Much feminine medical care was general knowledge shared by women. A number of plants that lead to abortion (abortifacients) were available and were considered effective: juniper, pennyroyal and seneca snakeroot were among the popular plants “to restore balance” and all grew in the Pomfret region. If a book of abortifacient herbs was available to women in Colonial times, I have not been able to locate it.

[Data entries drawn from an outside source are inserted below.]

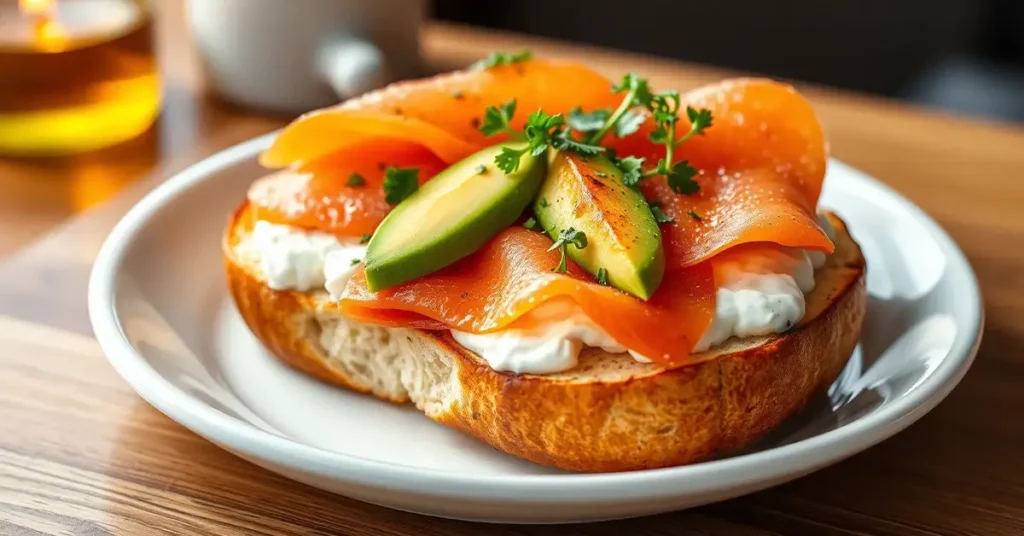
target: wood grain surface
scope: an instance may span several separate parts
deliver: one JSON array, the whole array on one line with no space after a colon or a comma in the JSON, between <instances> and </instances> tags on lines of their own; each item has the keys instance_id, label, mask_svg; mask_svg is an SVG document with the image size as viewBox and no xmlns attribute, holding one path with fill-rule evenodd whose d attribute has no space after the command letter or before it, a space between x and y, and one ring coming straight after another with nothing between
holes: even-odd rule
<instances>
[{"instance_id":1,"label":"wood grain surface","mask_svg":"<svg viewBox=\"0 0 1024 536\"><path fill-rule=\"evenodd\" d=\"M987 329L975 366L944 403L895 438L797 482L693 510L481 527L295 484L185 430L106 365L85 315L88 270L106 232L145 191L285 119L205 96L180 6L160 5L168 97L147 138L83 159L0 160L0 255L43 237L0 264L0 534L1024 534L1024 130L806 85L834 156L935 216L985 294ZM686 89L723 76L520 36L424 30L436 70L523 46L610 76L634 70L658 87Z\"/></svg>"}]
</instances>

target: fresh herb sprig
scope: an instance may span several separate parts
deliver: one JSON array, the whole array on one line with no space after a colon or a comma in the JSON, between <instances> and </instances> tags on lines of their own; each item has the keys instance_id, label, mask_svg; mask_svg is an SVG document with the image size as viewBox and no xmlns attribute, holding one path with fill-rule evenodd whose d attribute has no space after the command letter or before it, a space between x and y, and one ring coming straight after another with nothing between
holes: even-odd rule
<instances>
[{"instance_id":1,"label":"fresh herb sprig","mask_svg":"<svg viewBox=\"0 0 1024 536\"><path fill-rule=\"evenodd\" d=\"M484 71L493 67L521 64L534 57L534 52L520 50L518 52L493 52L487 57L469 66L470 71Z\"/></svg>"},{"instance_id":2,"label":"fresh herb sprig","mask_svg":"<svg viewBox=\"0 0 1024 536\"><path fill-rule=\"evenodd\" d=\"M420 170L415 167L389 167L384 171L384 201L397 205L420 188Z\"/></svg>"},{"instance_id":3,"label":"fresh herb sprig","mask_svg":"<svg viewBox=\"0 0 1024 536\"><path fill-rule=\"evenodd\" d=\"M519 169L519 160L526 154L539 157L549 147L558 151L572 151L581 155L597 155L605 148L580 141L572 137L571 130L565 127L565 118L561 114L549 115L538 110L526 118L526 125L519 132L512 127L512 117L515 115L516 100L513 98L504 105L487 107L483 113L480 132L488 136L499 133L509 134L512 139L526 141L522 149L503 148L495 157L498 169L506 173L514 173Z\"/></svg>"},{"instance_id":4,"label":"fresh herb sprig","mask_svg":"<svg viewBox=\"0 0 1024 536\"><path fill-rule=\"evenodd\" d=\"M548 248L548 251L558 250L561 254L561 260L558 261L558 265L555 266L552 272L558 272L564 274L568 271L568 263L566 261L566 253L568 253L569 246L577 249L583 249L587 247L587 234L583 231L577 231L575 228L566 228L558 232L558 239L555 243Z\"/></svg>"},{"instance_id":5,"label":"fresh herb sprig","mask_svg":"<svg viewBox=\"0 0 1024 536\"><path fill-rule=\"evenodd\" d=\"M673 160L676 148L695 135L703 134L705 130L712 126L714 118L711 111L686 107L690 129L677 138L679 111L682 106L678 91L651 92L647 80L634 73L624 76L611 90L616 93L626 92L618 108L613 112L595 110L590 113L584 113L578 108L569 114L569 126L584 132L587 143L596 146L600 145L609 132L625 137L639 130L646 117L637 109L646 110L655 124L648 138L665 146L665 158L658 160L657 164L647 171L643 169L643 158L627 156L616 159L615 163L623 172L623 182L636 187L646 178L665 175L669 188L677 194L692 195L699 192L700 184L693 180L697 170L686 161L673 163Z\"/></svg>"}]
</instances>

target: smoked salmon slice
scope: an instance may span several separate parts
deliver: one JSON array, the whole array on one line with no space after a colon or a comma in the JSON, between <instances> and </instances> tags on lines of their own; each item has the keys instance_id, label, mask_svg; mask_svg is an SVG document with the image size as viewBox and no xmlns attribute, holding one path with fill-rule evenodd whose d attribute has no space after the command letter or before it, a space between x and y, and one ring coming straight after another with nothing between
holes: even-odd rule
<instances>
[{"instance_id":1,"label":"smoked salmon slice","mask_svg":"<svg viewBox=\"0 0 1024 536\"><path fill-rule=\"evenodd\" d=\"M752 242L831 252L815 214L827 151L810 102L793 87L763 79L726 80L684 93L682 101L711 110L715 120L679 147L679 160L698 171L697 194L677 194L659 176L641 183L645 197L675 219L662 225L668 269ZM651 128L645 123L610 145L656 162L665 149L647 140Z\"/></svg>"},{"instance_id":2,"label":"smoked salmon slice","mask_svg":"<svg viewBox=\"0 0 1024 536\"><path fill-rule=\"evenodd\" d=\"M541 108L567 114L578 106L614 107L621 97L610 87L586 67L542 59L399 82L296 119L260 156L260 164L307 162L368 136L415 141L451 164L504 138L479 131L488 106L516 99L512 126L521 129Z\"/></svg>"},{"instance_id":3,"label":"smoked salmon slice","mask_svg":"<svg viewBox=\"0 0 1024 536\"><path fill-rule=\"evenodd\" d=\"M275 222L345 236L372 233L390 210L380 162L418 167L425 180L502 139L478 131L486 107L515 98L513 126L519 128L537 109L613 109L623 95L610 87L585 67L543 60L395 84L287 127L261 163L289 170L257 182L250 201L259 217ZM797 91L736 79L685 93L683 104L710 109L715 120L677 153L697 169L697 194L673 192L664 177L640 184L674 219L660 225L669 271L650 300L599 285L572 262L567 273L553 273L559 254L547 251L551 240L513 226L444 270L378 293L357 272L339 306L356 321L485 333L529 326L542 303L569 301L621 344L655 361L685 362L713 318L717 254L741 244L822 251L833 245L815 215L826 145ZM644 157L651 165L665 151L647 139L651 129L648 121L635 134L605 142L620 157ZM352 172L365 187L347 184Z\"/></svg>"},{"instance_id":4,"label":"smoked salmon slice","mask_svg":"<svg viewBox=\"0 0 1024 536\"><path fill-rule=\"evenodd\" d=\"M711 324L715 284L708 262L667 278L641 301L598 284L571 260L565 274L552 272L559 254L547 251L550 245L545 235L509 228L451 266L377 293L360 271L339 305L360 322L485 333L526 327L536 307L567 299L621 344L664 363L685 362Z\"/></svg>"},{"instance_id":5,"label":"smoked salmon slice","mask_svg":"<svg viewBox=\"0 0 1024 536\"><path fill-rule=\"evenodd\" d=\"M258 219L272 223L347 237L373 234L391 211L382 188L388 167L418 168L422 183L447 164L418 143L365 138L257 180L249 203Z\"/></svg>"}]
</instances>

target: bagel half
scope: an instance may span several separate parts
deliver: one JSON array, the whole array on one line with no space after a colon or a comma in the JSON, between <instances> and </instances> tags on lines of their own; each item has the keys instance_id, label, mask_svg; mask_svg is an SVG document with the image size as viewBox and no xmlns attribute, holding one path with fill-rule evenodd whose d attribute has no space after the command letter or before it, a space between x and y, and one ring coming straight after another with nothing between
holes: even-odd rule
<instances>
[{"instance_id":1,"label":"bagel half","mask_svg":"<svg viewBox=\"0 0 1024 536\"><path fill-rule=\"evenodd\" d=\"M447 332L342 317L326 292L270 289L239 245L247 205L223 239L242 318L278 359L324 381L393 403L504 452L578 471L682 465L741 449L820 395L843 370L864 316L864 258L829 214L836 252L815 273L804 320L783 334L729 339L693 365L642 364L585 349L572 370L499 372Z\"/></svg>"}]
</instances>

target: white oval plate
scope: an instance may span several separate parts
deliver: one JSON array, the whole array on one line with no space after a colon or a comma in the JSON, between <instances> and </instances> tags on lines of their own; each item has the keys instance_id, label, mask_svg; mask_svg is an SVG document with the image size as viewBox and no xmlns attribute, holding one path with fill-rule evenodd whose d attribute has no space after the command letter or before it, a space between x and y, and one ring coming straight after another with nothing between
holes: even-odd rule
<instances>
[{"instance_id":1,"label":"white oval plate","mask_svg":"<svg viewBox=\"0 0 1024 536\"><path fill-rule=\"evenodd\" d=\"M502 454L411 408L330 387L285 367L249 333L224 286L221 231L268 134L174 176L111 233L89 314L117 371L150 404L257 465L402 510L557 523L663 512L774 486L840 461L935 407L981 337L971 267L918 207L831 162L821 204L867 257L857 352L827 397L755 448L690 466L577 475Z\"/></svg>"}]
</instances>

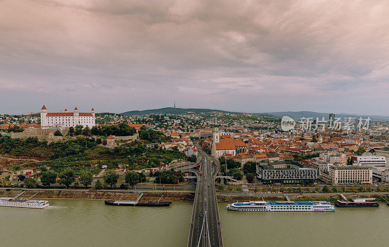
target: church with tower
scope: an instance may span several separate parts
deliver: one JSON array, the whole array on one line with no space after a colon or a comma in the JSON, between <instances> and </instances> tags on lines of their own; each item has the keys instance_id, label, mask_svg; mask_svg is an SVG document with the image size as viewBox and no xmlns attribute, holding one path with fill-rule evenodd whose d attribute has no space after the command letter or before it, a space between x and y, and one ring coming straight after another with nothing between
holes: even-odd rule
<instances>
[{"instance_id":1,"label":"church with tower","mask_svg":"<svg viewBox=\"0 0 389 247\"><path fill-rule=\"evenodd\" d=\"M90 113L80 113L77 107L73 112L65 109L63 112L48 113L44 105L40 110L40 127L41 129L61 129L82 125L89 128L96 125L94 109Z\"/></svg>"},{"instance_id":2,"label":"church with tower","mask_svg":"<svg viewBox=\"0 0 389 247\"><path fill-rule=\"evenodd\" d=\"M222 136L217 128L212 131L212 150L211 155L215 158L222 156L224 154L235 156L239 153L247 151L247 146L245 142L235 140L229 136Z\"/></svg>"}]
</instances>

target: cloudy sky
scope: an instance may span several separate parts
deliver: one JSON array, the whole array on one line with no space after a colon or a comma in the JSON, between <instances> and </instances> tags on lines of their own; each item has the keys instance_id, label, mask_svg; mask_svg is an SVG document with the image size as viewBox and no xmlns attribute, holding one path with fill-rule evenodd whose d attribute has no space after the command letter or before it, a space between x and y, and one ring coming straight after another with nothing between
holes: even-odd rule
<instances>
[{"instance_id":1,"label":"cloudy sky","mask_svg":"<svg viewBox=\"0 0 389 247\"><path fill-rule=\"evenodd\" d=\"M0 113L389 115L389 1L0 0Z\"/></svg>"}]
</instances>

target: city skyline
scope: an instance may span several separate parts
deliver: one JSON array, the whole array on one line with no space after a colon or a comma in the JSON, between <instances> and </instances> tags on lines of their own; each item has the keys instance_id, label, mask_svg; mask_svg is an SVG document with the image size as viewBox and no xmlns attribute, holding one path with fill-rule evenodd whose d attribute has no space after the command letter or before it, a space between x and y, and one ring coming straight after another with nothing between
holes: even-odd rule
<instances>
[{"instance_id":1,"label":"city skyline","mask_svg":"<svg viewBox=\"0 0 389 247\"><path fill-rule=\"evenodd\" d=\"M0 3L0 113L388 115L386 1L64 2Z\"/></svg>"}]
</instances>

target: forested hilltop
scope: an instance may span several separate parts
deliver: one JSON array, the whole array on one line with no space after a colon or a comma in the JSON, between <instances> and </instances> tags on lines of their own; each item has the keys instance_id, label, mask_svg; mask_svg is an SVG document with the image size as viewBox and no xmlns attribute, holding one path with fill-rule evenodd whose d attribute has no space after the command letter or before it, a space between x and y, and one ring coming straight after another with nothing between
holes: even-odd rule
<instances>
[{"instance_id":1,"label":"forested hilltop","mask_svg":"<svg viewBox=\"0 0 389 247\"><path fill-rule=\"evenodd\" d=\"M50 167L60 173L70 167L76 175L85 170L97 174L103 165L110 169L119 165L127 165L128 169L134 170L158 167L186 157L177 150L162 150L154 147L146 148L147 143L170 140L160 132L151 130L140 131L140 140L113 148L99 145L104 136L77 135L75 138L69 137L66 140L50 144L38 141L36 138L23 140L2 136L0 137L0 155L15 155L42 161L6 167L14 171L26 168L44 170ZM142 140L142 138L146 140Z\"/></svg>"}]
</instances>

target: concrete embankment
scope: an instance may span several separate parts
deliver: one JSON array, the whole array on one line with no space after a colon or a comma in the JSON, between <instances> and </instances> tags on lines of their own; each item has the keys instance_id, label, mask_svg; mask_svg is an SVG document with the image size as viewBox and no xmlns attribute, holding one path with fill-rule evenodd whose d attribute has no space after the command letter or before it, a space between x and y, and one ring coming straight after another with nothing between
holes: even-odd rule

When the pregnancy continued, Dr. Hallowell surgically removed the fetus, but it took him two attempts over two days. The surgery took place at Sarah’s 30-year-old cousin Hannah’s house. Sarah told her friend Abigail that Dr. Hallowell put instruments on the bed and tried to remove the baby.
At one point, Sarah fainted. Zerviah brought cold water to revive her. Amasa hid out at Mr. Waldo’s, a local tavern, during the procedures.
Sarah went home that night but did not miscarry for another two days. The fetus, which fell into a chamber pot, appeared damaged; it was wrapped in cloth and buried near the house.
Within ten days, Sarah sickened, most likely from infection caused by dirty instruments. This was well before the importance of cleanliness was discovered. Her family called in two other doctors. Neither was able to save her.
She died 14 September 1742.
Court records show testimony by Dr. Hallowell that he said he was responsible for her death.
Why there was no official court action for three years is not explained. Not until 1 November 1745 did two county magistrates issue calls for Amasa, Hallowell, Hannah and Zerviah. Hallowell’s depositions were delayed. He was in a debtor’s prison in Connecticut.
The Inferior Court heard depositions which still exist today.
Hallowell was found guilty of murder. Amasa, Hannah and Zerviah were named as accessories to the crime.